Building End-to-End Data Pipelines with Dask
Learn how to implement a parallelization process in your data pipeline.
Image by Author | IdeogramData is a vital asset that businesses utilize to gain a competitive edge. With advancements in technology, it has become much easier to collect and store data. The problem is that the abundance of data hinders processing, as it becomes slower with larger data sizes.
To enhance data processing, several tools can assist, including Dask. Dask is a powerful Python library that provides a Pandas-compatible API to scale data processing via parallel, out-of-core computation. It handles large datasets by partitioning workflows into smaller batches and executing them concurrently across multiple cores or machines.

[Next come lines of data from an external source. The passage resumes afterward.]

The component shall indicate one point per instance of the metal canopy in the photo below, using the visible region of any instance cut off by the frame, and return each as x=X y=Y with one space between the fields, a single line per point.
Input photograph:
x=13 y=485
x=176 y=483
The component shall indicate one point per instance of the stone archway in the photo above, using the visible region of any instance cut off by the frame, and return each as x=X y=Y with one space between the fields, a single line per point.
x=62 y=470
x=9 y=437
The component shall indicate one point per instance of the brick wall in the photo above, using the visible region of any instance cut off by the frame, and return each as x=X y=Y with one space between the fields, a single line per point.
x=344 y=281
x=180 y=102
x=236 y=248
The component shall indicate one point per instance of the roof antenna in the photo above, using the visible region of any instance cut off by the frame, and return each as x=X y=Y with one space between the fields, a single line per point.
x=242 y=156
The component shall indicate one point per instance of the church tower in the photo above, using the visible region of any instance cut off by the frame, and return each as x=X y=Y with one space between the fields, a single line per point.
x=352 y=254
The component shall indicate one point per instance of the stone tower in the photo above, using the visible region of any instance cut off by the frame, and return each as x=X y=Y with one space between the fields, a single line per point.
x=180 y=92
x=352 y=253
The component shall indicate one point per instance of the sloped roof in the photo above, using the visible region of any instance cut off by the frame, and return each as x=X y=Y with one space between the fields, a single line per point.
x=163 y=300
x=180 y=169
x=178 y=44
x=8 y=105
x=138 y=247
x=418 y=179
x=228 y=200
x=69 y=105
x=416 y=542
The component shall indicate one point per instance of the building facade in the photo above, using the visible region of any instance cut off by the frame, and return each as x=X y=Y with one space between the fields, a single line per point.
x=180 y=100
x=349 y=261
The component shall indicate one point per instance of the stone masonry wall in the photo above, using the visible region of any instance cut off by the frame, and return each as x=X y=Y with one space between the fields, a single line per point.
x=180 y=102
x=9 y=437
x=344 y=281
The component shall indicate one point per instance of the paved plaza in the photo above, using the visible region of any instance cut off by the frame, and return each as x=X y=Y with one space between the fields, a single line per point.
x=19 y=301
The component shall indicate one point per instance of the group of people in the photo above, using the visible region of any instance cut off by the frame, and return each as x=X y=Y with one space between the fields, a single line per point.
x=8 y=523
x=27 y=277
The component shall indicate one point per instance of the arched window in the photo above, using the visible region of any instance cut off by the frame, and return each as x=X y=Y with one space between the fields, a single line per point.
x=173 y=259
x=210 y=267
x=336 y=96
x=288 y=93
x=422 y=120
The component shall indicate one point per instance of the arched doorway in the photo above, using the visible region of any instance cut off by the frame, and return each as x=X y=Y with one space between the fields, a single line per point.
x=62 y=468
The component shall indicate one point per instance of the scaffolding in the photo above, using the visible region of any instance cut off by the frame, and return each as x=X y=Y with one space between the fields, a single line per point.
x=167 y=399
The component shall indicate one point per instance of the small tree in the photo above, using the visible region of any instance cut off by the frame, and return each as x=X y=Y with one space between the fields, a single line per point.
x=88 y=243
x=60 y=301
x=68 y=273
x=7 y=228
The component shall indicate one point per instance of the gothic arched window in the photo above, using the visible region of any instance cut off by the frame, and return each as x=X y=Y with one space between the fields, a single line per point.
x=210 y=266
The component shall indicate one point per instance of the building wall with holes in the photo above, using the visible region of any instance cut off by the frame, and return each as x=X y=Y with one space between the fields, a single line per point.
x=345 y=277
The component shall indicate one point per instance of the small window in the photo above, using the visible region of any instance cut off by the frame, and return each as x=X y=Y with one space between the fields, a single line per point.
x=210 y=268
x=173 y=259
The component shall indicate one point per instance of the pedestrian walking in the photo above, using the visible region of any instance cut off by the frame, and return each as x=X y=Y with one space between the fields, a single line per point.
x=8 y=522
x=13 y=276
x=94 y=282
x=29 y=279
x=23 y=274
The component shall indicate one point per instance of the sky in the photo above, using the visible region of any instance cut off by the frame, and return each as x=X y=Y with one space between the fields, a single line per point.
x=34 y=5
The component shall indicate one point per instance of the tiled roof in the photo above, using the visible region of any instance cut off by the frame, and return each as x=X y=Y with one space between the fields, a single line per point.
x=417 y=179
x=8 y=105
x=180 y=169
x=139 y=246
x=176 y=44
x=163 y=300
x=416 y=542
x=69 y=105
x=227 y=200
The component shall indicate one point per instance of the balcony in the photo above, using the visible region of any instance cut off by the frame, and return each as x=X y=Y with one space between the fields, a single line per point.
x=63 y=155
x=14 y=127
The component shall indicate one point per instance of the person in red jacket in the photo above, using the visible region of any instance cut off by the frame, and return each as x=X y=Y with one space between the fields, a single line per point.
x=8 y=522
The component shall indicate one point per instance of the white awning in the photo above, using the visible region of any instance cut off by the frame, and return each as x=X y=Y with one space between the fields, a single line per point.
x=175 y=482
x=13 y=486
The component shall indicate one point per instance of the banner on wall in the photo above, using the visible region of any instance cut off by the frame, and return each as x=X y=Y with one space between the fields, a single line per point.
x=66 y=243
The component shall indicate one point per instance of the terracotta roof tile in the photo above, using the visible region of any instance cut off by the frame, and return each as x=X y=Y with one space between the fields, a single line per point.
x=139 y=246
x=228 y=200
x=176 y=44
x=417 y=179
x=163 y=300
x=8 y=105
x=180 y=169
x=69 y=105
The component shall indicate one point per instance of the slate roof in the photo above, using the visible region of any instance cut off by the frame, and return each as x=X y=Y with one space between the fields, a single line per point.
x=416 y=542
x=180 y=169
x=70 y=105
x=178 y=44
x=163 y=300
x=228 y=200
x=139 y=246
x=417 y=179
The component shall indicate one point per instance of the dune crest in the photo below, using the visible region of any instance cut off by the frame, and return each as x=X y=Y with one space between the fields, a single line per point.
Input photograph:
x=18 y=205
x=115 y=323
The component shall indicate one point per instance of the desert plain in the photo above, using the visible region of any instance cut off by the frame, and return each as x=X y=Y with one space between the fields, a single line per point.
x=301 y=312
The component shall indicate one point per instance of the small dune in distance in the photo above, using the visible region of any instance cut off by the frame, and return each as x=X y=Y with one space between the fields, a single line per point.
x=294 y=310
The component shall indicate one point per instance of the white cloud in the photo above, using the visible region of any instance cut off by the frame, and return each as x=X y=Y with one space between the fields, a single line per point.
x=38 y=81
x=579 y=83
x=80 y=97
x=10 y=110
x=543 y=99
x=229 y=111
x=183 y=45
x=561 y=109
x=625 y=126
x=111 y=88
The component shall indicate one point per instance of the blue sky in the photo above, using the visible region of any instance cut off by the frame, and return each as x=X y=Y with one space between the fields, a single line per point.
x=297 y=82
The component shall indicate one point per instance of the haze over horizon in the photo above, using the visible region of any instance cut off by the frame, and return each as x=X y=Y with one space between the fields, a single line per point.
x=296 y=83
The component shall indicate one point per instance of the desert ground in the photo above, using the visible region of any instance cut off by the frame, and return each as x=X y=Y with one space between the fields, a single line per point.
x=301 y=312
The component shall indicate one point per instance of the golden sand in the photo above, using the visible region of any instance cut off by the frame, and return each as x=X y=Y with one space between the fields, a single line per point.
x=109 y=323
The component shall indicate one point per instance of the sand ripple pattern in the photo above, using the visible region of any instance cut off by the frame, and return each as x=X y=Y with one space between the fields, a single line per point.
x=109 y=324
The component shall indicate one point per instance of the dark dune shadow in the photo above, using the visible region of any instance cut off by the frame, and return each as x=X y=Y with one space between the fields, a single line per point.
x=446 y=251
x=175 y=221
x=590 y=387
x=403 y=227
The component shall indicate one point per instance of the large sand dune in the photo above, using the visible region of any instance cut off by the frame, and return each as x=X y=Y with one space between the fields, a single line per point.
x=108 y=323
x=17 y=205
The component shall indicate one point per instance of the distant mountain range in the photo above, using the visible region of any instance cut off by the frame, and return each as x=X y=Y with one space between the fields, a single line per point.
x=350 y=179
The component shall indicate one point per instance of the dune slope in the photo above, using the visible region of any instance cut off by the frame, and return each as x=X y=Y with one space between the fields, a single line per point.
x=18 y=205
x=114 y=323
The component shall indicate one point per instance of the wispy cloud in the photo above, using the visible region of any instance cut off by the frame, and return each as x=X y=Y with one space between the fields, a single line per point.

As Dask is a valuable tool, it was wise to learn how to establish an end-to-end data pipeline that any data professional can use. That’s why this article will teach you how to set up the data pipeline with Dask.
Let’s get into it.
Preparation
For this tutorial to work, we need to set up a few things. First, we will establish a database to store our data. In this case, we will use MySQL as the database; therefore, simply download it and follow the standard installation instructions.
For the dataset, we will utilise the Data Scientist Salary dataset, which is publicly available on Kaggle. Save the data in a folder called 'data' and leave it for now.
Next, set up the environment by creating a virtual environment using the following code.
python -m venv dask_pipeline
You can choose other names for your virtual environment, but I prefer a self-explanatory name. Activate the virtual environment and create a requirements.txt file, which will be populated with the necessary libraries for the project.
dask[complete]
pandas
numpy
sqlalchemy
PyMySQL
luigi
python-dotenv
setuptools
Once the file is ready, we will install the libraries using the following code.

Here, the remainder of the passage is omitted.